All terms
Inference & reasoning
Reasoning model
Also known as: thinking model, extended thinking, inference-time reasoning
A class of LLM trained to think for an extended period — sometimes minutes — before producing a final answer, trading latency for much higher accuracy on hard problems.
What it means
A reasoning model is an LLM that's been specifically trained to do extended thinking before answering. When you send it a prompt, it doesn't just generate a reply — it first generates a long hidden (or semi-hidden) chain of thought, often thousands of tokens, where it explores approaches, checks its work, backtracks, and revises. Only after this internal deliberation does it emit the visible answer. OpenAI's o1 and o3, GPT-5 thinking, Claude Opus and Sonnet thinking modes, DeepSeek-R1, and Gemini's thinking variants are all reasoning models.
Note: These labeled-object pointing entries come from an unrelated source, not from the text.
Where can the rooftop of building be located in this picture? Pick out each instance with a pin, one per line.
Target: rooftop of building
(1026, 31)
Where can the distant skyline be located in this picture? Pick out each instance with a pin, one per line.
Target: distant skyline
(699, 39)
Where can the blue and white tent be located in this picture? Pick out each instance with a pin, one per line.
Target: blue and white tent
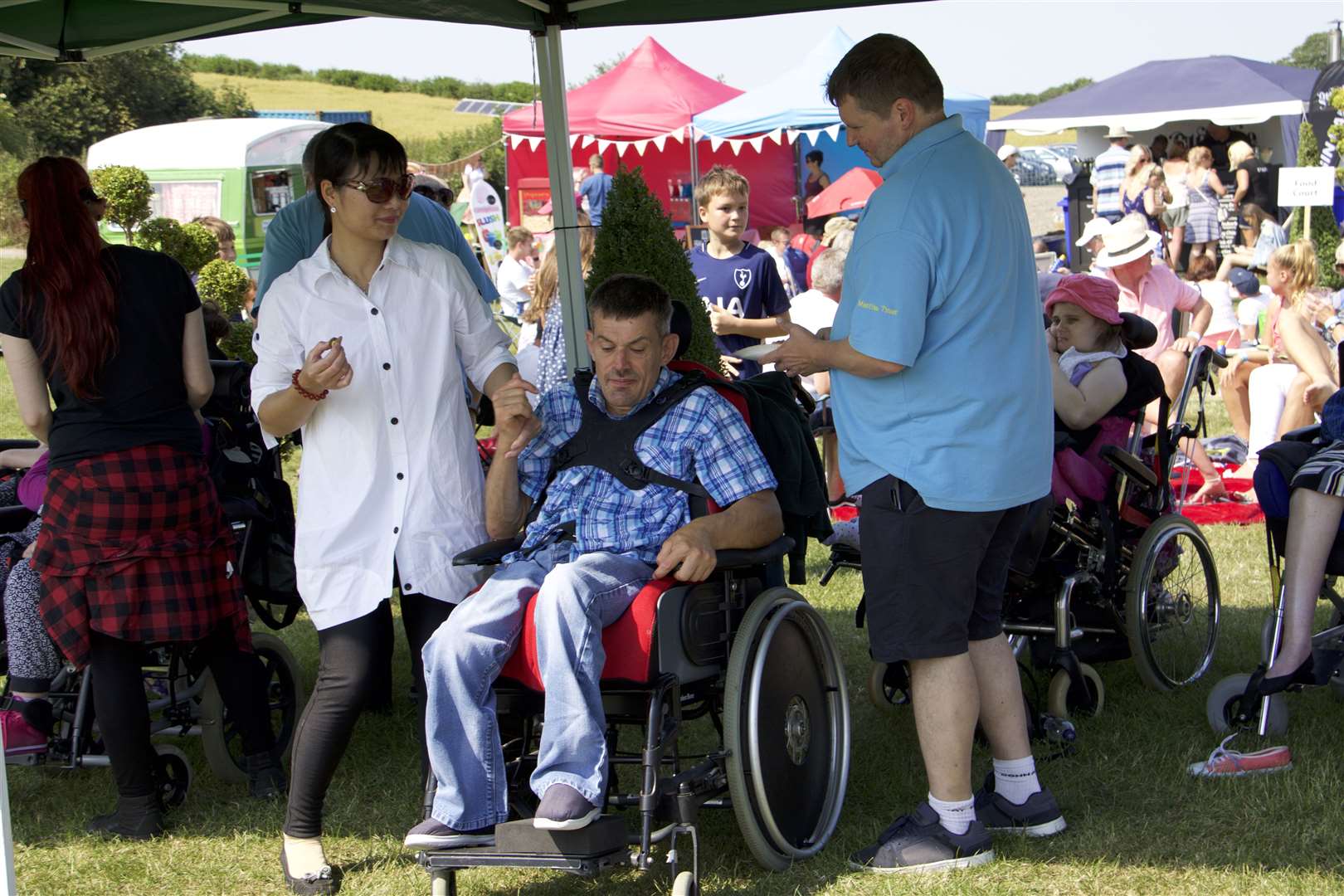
(1177, 95)
(796, 101)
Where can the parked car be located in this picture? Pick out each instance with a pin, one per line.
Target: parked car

The training trick is reinforcement learning on problems with verifiable answers — math, code, logic puzzles — where you can automatically check if the model got the right answer and reward longer, more careful reasoning. The model learns to think harder on harder problems. The result is a step-change in performance on competition math, coding, and scientific reasoning, while costing little extra on easy queries (the model learns to keep thinking short when it doesn't need it).
The trade-off is latency and cost. A reasoning model might take 30 seconds to several minutes to answer, and you pay for all the hidden thinking tokens. For "what's the capital of France" this is wasted compute; for "find the bug in this 500-line function" it's worth every token. By 2026, most frontier APIs let you toggle thinking on per-request, so you can pick the right tool for each task.
Example
Ask Claude Opus thinking to debug a tricky concurrency issue. It spends 90 seconds generating reasoning — considering race conditions, walking through execution orders, ruling out hypotheses — before pointing at the exact line and explaining why it deadlocks. A non-reasoning model would guess in 3 seconds and probably miss it.
Why it matters
Reasoning models are the biggest capability jump since GPT-4. They turn LLMs from pattern-matchers into systems that can actually solve novel problems they haven't seen before. If you're picking a model for hard tasks (engineering, research, complex analysis), reasoning vs non-reasoning matters more than which lab made it.